Il y a un peu du lancement d’un navire dans cette nouvelle formule du Chasse-Marée dont vous découvrez ici la quatrième livraison… Une construction dont nous avons conçu les plans jusque dans les moindres détails, fort d’un programme riche et bien défini, et pourtant, ce n’est qu’au moment de lui faire tirer ses premiers bords qu’on découvre son vrai potentiel. Et, au vu de vos retours, il semblerait finalement qu’il soi bien né ce petit navire qui nous, en tout cas, nous régale au quotidien – même si nous demeurons toujours attentifs à chacune de vos remarques pour tenter de faire toujours mieux, sans laisser personne sur le quai.

Nous pouvons ainsi aborder des thématiques que nous n’avions pas traitées jusqu’alors, et sous une nouvelle forme. Dans les pages qui suivent par exemple, l’interview de Sylvain Roche nous fait appréhender le vaste sujet des énergies marines renouvelables (EMR), comme une introduction à un univers pour poser les bases d’une réflexion qui nous permettra, plus tard, de revenir bien armé pour en aborder plus en détail les aspects techniques, écologiques, ou la question de sa coexistence avec les autres activités maritimes… Ce sont aussi les pages consacrées aux sciences et techniques qui innovent, avec cette immersion dans les biomatériaux grâce à la rencontre de Christophe Baley, enseignant-chercheur qui nous embarque dans une véritable redécouverte de plantes dont il révèle les capacités remarquables… Alors, « Le Chasse-Marée, la revue de l’agri-culture maritime » ? Forcément, on s’en est un peu amusés, mais c’était sans compter sur une découverte encore plus étonnante…

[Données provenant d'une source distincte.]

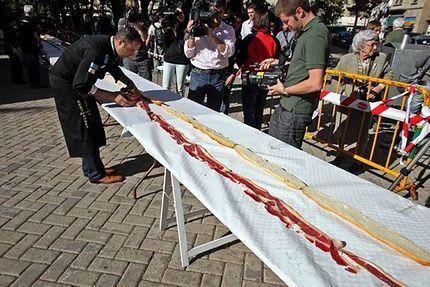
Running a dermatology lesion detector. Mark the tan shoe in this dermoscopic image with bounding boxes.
[91,174,125,184]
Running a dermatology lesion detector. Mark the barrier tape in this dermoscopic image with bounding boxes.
[320,86,430,160]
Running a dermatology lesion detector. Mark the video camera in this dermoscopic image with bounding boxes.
[125,6,141,23]
[241,64,285,87]
[190,0,218,37]
[161,7,180,29]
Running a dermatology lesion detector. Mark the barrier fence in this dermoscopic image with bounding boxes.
[308,69,430,199]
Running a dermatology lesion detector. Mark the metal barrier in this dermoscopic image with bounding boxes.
[311,69,430,199]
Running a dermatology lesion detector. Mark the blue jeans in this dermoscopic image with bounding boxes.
[269,105,312,149]
[163,62,188,97]
[242,85,268,130]
[188,69,226,112]
[82,148,106,182]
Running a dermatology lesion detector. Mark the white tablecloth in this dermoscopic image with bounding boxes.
[98,68,430,286]
[47,41,430,287]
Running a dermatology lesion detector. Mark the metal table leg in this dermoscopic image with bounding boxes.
[132,158,158,199]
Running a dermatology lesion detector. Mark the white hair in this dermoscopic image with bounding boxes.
[351,30,379,53]
[24,5,34,15]
[393,18,405,29]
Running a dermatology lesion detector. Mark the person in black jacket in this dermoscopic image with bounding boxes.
[50,28,142,183]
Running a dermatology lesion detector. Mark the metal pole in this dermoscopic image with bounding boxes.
[388,138,430,191]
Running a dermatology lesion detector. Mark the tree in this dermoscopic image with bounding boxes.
[311,0,345,25]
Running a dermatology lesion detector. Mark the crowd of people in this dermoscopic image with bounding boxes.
[6,0,426,183]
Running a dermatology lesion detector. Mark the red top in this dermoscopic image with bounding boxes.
[238,30,280,71]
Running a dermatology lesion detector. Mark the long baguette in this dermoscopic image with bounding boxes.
[163,105,236,148]
[163,106,430,266]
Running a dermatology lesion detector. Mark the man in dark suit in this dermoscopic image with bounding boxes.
[50,28,142,183]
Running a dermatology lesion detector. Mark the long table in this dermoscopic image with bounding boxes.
[98,68,430,286]
[45,39,430,286]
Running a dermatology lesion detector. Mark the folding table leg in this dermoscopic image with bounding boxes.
[131,158,157,199]
[170,171,190,267]
[160,168,172,230]
[160,168,238,267]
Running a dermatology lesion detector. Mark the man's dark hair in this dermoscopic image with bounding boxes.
[115,26,142,42]
[275,0,312,17]
[246,1,257,10]
[252,10,270,33]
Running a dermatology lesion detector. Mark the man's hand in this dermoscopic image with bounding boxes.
[267,79,285,95]
[114,93,140,107]
[259,58,279,70]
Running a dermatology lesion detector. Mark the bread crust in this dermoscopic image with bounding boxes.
[162,105,430,266]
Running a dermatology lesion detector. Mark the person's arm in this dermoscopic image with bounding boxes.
[208,28,227,55]
[184,20,196,58]
[268,69,325,96]
[93,89,140,107]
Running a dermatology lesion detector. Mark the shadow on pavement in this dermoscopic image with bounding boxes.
[0,58,52,105]
[110,153,160,176]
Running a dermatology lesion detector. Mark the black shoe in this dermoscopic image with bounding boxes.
[347,163,364,175]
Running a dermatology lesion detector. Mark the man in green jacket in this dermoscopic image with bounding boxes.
[261,0,329,149]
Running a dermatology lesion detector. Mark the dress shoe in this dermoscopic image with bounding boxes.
[90,174,125,184]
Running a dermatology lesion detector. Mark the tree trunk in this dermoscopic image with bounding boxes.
[352,10,360,37]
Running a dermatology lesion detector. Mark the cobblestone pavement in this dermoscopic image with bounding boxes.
[0,59,426,287]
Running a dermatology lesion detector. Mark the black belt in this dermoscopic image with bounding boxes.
[193,67,227,74]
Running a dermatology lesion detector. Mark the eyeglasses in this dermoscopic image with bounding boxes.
[363,42,379,48]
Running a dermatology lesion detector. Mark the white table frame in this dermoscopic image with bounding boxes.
[160,168,238,267]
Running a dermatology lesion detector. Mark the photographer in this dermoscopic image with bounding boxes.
[276,25,296,65]
[184,0,236,111]
[118,7,152,81]
[163,7,190,97]
[237,9,280,129]
[261,0,329,148]
[145,12,164,73]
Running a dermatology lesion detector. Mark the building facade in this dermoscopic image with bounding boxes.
[388,0,430,34]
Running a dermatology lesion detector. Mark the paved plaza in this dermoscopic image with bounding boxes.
[0,60,430,287]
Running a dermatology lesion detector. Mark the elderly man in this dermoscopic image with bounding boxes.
[332,30,393,171]
[50,28,142,183]
[385,18,406,43]
[184,0,236,112]
[261,0,329,148]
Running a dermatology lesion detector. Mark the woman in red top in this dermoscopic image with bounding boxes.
[237,9,280,129]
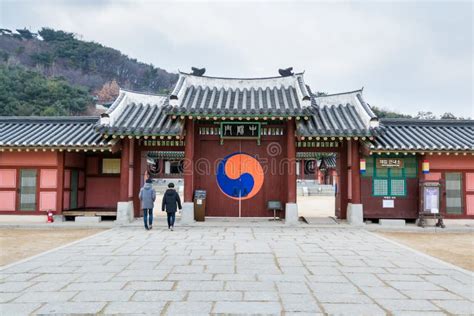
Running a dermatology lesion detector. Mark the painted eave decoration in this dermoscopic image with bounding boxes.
[0,116,117,151]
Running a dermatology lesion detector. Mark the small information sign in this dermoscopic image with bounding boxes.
[375,158,403,168]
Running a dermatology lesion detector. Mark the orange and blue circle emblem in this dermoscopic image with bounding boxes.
[216,152,264,200]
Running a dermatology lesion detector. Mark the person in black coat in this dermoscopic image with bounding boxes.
[161,183,181,230]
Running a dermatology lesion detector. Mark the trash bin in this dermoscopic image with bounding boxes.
[194,190,206,222]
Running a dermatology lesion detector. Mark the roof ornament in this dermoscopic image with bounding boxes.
[100,113,110,125]
[278,67,293,77]
[191,67,206,77]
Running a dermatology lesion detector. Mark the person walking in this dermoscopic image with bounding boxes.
[138,179,156,230]
[161,183,181,230]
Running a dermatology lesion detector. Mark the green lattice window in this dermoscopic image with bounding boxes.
[362,157,375,177]
[373,179,388,196]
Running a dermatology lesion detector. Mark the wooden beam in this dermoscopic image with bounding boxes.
[183,119,194,202]
[286,121,296,203]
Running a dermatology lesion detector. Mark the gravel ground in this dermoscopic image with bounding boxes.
[378,232,474,271]
[0,228,103,266]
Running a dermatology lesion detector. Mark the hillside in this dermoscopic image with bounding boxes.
[0,28,178,115]
[0,64,94,116]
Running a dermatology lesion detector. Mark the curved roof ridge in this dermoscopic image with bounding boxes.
[119,88,168,97]
[0,116,99,123]
[178,71,304,80]
[311,87,364,98]
[380,118,474,126]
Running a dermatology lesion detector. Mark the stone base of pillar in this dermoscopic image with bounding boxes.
[285,203,299,225]
[347,203,364,226]
[180,202,194,225]
[115,201,133,225]
[53,215,66,222]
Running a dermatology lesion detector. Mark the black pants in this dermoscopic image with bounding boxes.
[143,208,153,229]
[166,212,176,228]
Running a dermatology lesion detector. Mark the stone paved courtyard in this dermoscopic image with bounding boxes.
[0,227,474,315]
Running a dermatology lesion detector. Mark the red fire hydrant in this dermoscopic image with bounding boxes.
[47,210,54,223]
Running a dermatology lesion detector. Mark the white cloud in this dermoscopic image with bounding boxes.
[2,1,474,116]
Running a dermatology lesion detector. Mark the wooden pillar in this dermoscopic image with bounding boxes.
[336,140,349,219]
[133,145,145,217]
[300,159,305,180]
[119,138,130,202]
[56,151,64,214]
[286,120,296,203]
[351,140,361,204]
[183,118,195,202]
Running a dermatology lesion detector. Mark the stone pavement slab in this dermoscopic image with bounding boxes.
[0,225,474,316]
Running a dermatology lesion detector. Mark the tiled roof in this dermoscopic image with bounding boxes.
[147,151,184,159]
[170,73,311,116]
[96,90,184,136]
[0,116,116,149]
[370,119,474,152]
[319,156,336,169]
[296,90,378,136]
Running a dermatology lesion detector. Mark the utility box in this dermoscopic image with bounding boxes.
[194,190,206,222]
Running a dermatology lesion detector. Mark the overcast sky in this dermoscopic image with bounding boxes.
[0,0,474,117]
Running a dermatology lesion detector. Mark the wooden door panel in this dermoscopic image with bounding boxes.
[195,140,240,217]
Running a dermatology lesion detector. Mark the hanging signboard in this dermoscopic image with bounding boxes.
[375,158,403,168]
[220,122,261,142]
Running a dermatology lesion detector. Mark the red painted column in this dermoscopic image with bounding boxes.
[351,140,361,204]
[119,138,130,202]
[336,140,349,219]
[56,151,64,214]
[133,144,145,217]
[286,120,296,203]
[300,159,305,180]
[183,119,194,202]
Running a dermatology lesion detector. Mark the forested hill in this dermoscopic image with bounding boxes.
[0,28,178,115]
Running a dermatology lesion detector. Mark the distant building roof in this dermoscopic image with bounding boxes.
[170,72,311,116]
[370,119,474,152]
[319,155,336,169]
[96,90,184,136]
[0,116,116,149]
[296,90,379,137]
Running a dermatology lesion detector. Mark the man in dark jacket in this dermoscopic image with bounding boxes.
[161,183,181,230]
[138,179,156,230]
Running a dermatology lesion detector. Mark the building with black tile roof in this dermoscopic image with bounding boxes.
[0,71,474,223]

Hatakeyama Shigeatsu, vous connaissez ? Rassurez-vous, nous non plus… Enfin, jusqu’à ce qu’Alain Le Sann (CM 300) nous en parle, enthousiaste comme à son habitude, nous invitant à voir un film (The Fisherman and the Forest, disponible sur la plateforme Dailymotion) qui lui a été consacré et à lire deux articles – dont un de sa plume – sur le passionnant site Internet du collectif Pêche et développement (<peche-dev.org>).

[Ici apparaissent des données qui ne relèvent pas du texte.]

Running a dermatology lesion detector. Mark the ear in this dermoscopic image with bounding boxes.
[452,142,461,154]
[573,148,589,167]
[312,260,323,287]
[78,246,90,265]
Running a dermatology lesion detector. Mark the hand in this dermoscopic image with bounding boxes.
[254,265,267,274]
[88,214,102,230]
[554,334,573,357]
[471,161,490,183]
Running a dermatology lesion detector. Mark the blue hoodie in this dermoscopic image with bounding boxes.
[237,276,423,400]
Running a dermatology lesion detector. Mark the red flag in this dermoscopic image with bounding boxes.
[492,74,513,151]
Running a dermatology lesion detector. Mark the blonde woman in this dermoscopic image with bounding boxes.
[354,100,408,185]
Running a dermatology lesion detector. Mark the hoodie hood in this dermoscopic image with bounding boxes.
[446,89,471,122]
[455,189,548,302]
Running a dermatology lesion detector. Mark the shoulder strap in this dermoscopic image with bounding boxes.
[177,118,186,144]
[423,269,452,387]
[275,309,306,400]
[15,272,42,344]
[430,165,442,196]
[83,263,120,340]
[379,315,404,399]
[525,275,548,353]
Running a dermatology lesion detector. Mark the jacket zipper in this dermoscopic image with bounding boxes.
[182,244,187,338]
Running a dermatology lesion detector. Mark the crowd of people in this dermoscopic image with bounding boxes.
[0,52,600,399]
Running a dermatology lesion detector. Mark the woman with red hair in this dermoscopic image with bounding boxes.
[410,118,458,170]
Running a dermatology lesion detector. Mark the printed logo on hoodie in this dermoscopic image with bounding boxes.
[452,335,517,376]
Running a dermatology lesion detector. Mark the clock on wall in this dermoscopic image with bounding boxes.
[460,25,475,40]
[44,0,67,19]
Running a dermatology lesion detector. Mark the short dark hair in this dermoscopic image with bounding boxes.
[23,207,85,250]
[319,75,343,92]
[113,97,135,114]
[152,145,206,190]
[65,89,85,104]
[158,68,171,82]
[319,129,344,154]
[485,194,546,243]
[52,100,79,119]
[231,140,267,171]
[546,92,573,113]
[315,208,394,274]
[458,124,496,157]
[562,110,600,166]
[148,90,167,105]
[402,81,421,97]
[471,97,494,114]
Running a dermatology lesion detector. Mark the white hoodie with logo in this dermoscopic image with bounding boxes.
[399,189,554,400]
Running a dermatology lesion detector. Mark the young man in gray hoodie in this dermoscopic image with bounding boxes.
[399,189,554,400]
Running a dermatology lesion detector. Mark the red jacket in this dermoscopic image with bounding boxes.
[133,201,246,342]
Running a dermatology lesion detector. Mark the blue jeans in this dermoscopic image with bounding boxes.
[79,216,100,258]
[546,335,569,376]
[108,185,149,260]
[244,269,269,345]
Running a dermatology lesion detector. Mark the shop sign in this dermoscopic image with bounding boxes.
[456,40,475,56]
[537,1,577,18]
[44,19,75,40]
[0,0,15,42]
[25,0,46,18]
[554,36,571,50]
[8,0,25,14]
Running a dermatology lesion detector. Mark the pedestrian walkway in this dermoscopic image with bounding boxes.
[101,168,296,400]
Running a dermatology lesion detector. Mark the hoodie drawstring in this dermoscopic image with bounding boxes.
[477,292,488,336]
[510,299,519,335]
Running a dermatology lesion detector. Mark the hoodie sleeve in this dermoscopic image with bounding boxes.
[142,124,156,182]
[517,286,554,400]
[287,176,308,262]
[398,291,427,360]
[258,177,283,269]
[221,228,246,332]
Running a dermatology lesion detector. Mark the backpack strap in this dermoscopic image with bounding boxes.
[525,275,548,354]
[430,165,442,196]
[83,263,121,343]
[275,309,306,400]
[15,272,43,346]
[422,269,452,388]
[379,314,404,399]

Hatakeyama Shigeatsu est ostréiculteur au Japon. En 1989, une marée rouge contaminant sa production d’huîtres, il s’aperçoit que les microalgues toxiques se sont nourries de la pollution de la rivière voisine… Mais il remarque aussi que, non seulement les feuilles des arbres de la forêt qui borde cette rivière filtrent les eaux pluviales, mais que leur décomposition et les nutriments qu’elle génère rejoignent la mer grâce au cours d’eau… et permettent le développement des huîtres. « Hatakeyama Shigeatsu comprend que l’écosystème ne peut être compris que dans sa globalité, écrit Alain Le Sann. Il faut de l’humus pour nourrir les huîtres, parce que l’humus contient du fer et des sels minéraux qui rendent possible la photosynthèse, donc le développement du phytoplancton dont l’huître se nourrit. » Dès lors, l’ostréiculteur propose aux communautés vivant autour du bassin versant de planter une forêt de feuillus. Petit à petit, la qualité des eaux s’améliore. Et la culture d’huîtres peut reprendre. « Vingt-cinq ans plus tard, conclut Alain Le Sann, trente mille arbres ont été plantés sur les berges de la rivière, des programmes sont menés pour supprimer les pesticides dans les cultures et réguler le ruissellement des eaux. L’expérience figure aujourd’hui dans les programmes scolaires du Japon. Chaque année, dix mille enfants sont invités sur place pour planter des arbres et prendre conscience du lien entre l’activité humaine, l’eau des rivières, le sol, la forêt et la mer. »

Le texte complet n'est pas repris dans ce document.